Bu savaş, öyle çetin şartlarda kazanılmıştır ki, insan aklına adeta durgunluk verir. Varlık ile yokluğun, açlık ile tokluğun, tüfekliler ile küreklilerin karşı karşıya geldiği savaştır. Bu savaş, imanlıların imansızları, yüreklilerin yüreksizleri, inancın emperyalizmi yendiği savaştır. Azim ve kararlılığın en üst seviyede gösterildiği, itaat ve yeteneğin birlikte hareket ederek zafere dönüştüğü savaştır. Çıkmamış candan ümidin kesilmemesi gerektiğini doğrulayan, karşılaşılan engellerin boyutu ne olursa olsun, inanmak neticesinde her türlü olumsuzluğun anlamını yitirdiği bir savaştır Çanakkale..

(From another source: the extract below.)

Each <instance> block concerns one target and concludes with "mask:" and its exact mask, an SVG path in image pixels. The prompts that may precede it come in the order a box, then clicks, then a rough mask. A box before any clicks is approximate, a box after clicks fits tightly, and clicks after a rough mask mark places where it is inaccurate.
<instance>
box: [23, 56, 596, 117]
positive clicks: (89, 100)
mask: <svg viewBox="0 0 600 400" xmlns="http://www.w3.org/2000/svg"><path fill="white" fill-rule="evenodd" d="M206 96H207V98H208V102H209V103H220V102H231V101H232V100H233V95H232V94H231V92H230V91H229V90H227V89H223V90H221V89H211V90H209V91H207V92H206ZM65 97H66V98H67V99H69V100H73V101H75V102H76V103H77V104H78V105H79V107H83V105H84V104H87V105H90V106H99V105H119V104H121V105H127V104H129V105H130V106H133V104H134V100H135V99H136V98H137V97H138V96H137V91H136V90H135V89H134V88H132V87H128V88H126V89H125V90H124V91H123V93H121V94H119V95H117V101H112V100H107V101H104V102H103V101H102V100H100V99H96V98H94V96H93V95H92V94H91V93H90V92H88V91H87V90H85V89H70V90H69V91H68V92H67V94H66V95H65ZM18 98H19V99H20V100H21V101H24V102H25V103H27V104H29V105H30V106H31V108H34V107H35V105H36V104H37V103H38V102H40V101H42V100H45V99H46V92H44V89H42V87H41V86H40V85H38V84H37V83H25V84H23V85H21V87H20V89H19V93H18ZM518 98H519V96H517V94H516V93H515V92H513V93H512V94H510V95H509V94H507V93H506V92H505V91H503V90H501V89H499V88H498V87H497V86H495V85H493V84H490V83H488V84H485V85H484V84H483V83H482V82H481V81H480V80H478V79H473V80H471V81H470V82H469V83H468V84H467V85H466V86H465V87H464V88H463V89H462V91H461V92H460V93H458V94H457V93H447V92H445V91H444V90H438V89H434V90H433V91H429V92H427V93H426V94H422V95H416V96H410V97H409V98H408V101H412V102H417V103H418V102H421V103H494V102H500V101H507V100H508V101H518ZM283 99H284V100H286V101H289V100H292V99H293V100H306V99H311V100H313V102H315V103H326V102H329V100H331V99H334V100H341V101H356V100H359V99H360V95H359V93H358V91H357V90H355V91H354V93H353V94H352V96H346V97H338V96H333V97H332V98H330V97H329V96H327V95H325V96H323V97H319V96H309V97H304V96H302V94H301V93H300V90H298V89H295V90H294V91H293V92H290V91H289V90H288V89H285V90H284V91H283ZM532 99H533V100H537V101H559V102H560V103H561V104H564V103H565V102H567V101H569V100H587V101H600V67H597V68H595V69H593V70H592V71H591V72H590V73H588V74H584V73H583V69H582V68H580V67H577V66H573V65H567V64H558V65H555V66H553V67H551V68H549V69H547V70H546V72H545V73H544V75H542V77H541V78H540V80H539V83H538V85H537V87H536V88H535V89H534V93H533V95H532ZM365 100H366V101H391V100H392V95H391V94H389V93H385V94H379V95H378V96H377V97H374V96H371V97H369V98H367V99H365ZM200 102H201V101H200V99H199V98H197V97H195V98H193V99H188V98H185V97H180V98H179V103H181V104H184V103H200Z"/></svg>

Düşman kuvvetlerinin asker sayısı, imkân, kabiliyet ve ekonomik gücünün, bağımsızlığına canından da fazla önem veren, imanı sağlam bir orduya karşı anlam taşımadığının dosta ve düşmana açıkça gösterildiği bir savaştır Çanakkale.. Metrekareye altı bin civarında merminin düştüğü, karşılıklı siperlerin sekiz, on metreye kadar yakınlaştığı ve cehennemi aratmayan manzarası ile tarih sayfalarından asla silinmeyecek ender savaşlardan birisi olma özelliğini taşımaktadır.
Savaşın sürdüğü süre zarfınca neredeyse yaşanan her bir anın romanlara ve filmlere konu olabilecek kadar iffet ve erdeme sahip olduğu Çanakkale Zaferi; adaletin, hoşgörünün, milletçe birlikteliğin, paylaşma ve yardımlaşmanın en güzel şekilde sergilenerek insanlığa gösterildiği bir savaştır.
Kısacası;
Kelimelerin kifayetsiz kaldığı, ruhların büyük bir aşk ile irkildiği, bedenlerin ve beyinlerin yaşananlar karşısında adeta donup kaldığı deyim yerindeyse, tüm sistemlerin çöktüğü yani her şeyin yerle bir olduğu savaştır Çanakkale…
Güllerin dikenlere karşı amansız mücadele verdiği bu savaşta, “Gök Kubbeyi başınıza dar ederiz” diyerek, arşı alayı tekbirlerle, salâvat-ı şeriflerle inleten Türk ordusu, bu zaferi kazanırken çok sayıda şehit verdi. Öyle ki, aradan geçen doksan küsur yıl sonra bile hala bu toprakların kan kokması nasıl bir mücadele verildiğine dair örnektir.
Evet, Allah için ölenlerin gerçekte diri oldukları Hz. Kur’ an-ı Kerim’de bildirilmektedir. Bu ulvi mertebeye ulaşanlar cennette Peygamberden sonraki rütbeye nail olacaklardır. Ayetten de anlaşılacağı üzere şehitlik, canı ile cenneti satın almaktır. Bunların ne demek olduğunu, ancak Allah’a hakkıyla teslim olmuşlar bilebilir.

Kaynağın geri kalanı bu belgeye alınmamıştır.